Friday, January 27, 2006

A Preternatural Understanding of Creative Aesthetics




"Interstella 5555: The 5tory of the 5ecret 5tar 5ystem" is the collaboration between French Disco House artists Daft Punk, and anime artist Leiji Matsumoto. Both the album (which is widely accliamed as one of the best albums of this decade) and the animation we concieved together as a 'Fantasia' esque project. No dialogue and only the album's nuances provide the narrative. This film, of which many fans of either artist is entirely ignorant, displays a consumate understanding of both the aesthetics of dance music and the mindframe (emotionally and professionally) that allows it's fruition.

If any of you all want to watch it let me know. We are having a screening this evening.

Trying to befriend desparate parts of the reading.

Ok, so like, the readings:

"It is out of participtation in the general system of symbolic forms we call culture that participation in the particular we call art, which is in fract but a sector of it, is possible. A theory of art is thus at the same time a theory of culture, not in autnomous enterprise." Geertz 115

and

""We are interested in the intention of picutures and painters as a means to a sharper perception of the pictures, for us. It is the picture as covered by a description in our terms that we are attempting to explain; the explanation itself become part of a larger description of the picture, again in our terms." Baxandall 245

Though these are not in direct dialect, it is clear that they obviously dissent in several ways from each other. What is said that maintains continuity between the two (at least in my own phrasing) is the following:

Culture is an inevitable part of art, and an inevitable part of communication, and also of any representational system. So when we see a piece of art on our 'own terms,' their is an inference that we seek culture. Our opinion and perception, even prior to viewing the art is set by culture, and we are (as individuals) products of our culture. So when we set art interms of ourselves, and our view we both are culturally biased towards it, and it is culturally biased back towards us. Thus, if the culture we project upon the art is an object version of the cultural bias we innately possess, it will be prone to certain emphatic rejection or integration of the art.

Monday, January 23, 2006

Expanding on today's class discussion...

I love blogs solely for days like this, where I need to bring up a discussion point but don't form my argument until we're about to leave class...

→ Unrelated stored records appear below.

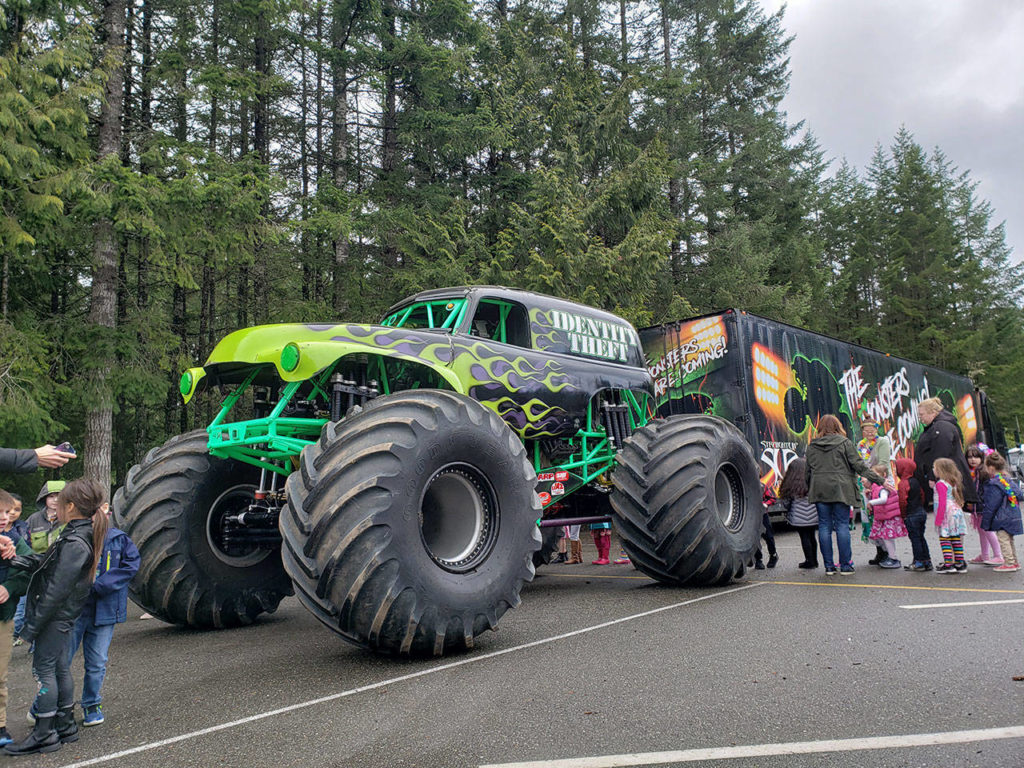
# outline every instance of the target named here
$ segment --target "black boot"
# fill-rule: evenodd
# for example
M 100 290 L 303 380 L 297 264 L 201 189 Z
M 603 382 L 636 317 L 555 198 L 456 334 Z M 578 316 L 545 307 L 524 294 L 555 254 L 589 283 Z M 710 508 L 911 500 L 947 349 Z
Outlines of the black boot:
M 868 565 L 878 565 L 883 560 L 889 559 L 888 550 L 875 544 L 875 557 L 873 560 L 868 560 Z
M 36 718 L 36 725 L 28 737 L 17 744 L 8 744 L 4 752 L 8 755 L 34 755 L 36 752 L 56 752 L 60 749 L 60 737 L 53 727 L 55 718 Z
M 62 744 L 78 741 L 78 723 L 75 722 L 74 704 L 57 710 L 57 721 L 54 727 L 57 729 L 57 736 L 60 737 Z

Anyway, what struck me was the idea of not wanting to consider art an imitation because it's only half-complete if it has not yet been evaluated by an outsider. My response to that, in defense of art as imitation, is the question of what happens when the craftsman is able to evoke an emotional reaction with what he makes. Supposing the craftsman builds an object using the ultimate object as a model, and the artist creates an image of that object...if the craftsman built an object that made its consumers/witnesses strongly react, and the artist were able to capture both the object and the feeling it resulted in, then wouldn't that piece of art be an imitation of the craftsman's experience because the beauty conveyed in the art is beauty that resulted from the craftsman's creation? If you were to merely paint a picture of the craftsman's chair, for instance, it is unlikely that your painting would give your audience a brand new reaction not already associated with the craftsman's original chair, unless you completely skewed your picture of that chair, in which case you're not imitating the chair itself but any emotional reaction that you have over the chair and wish to convey. Ah...so in short, I do think art is imitation.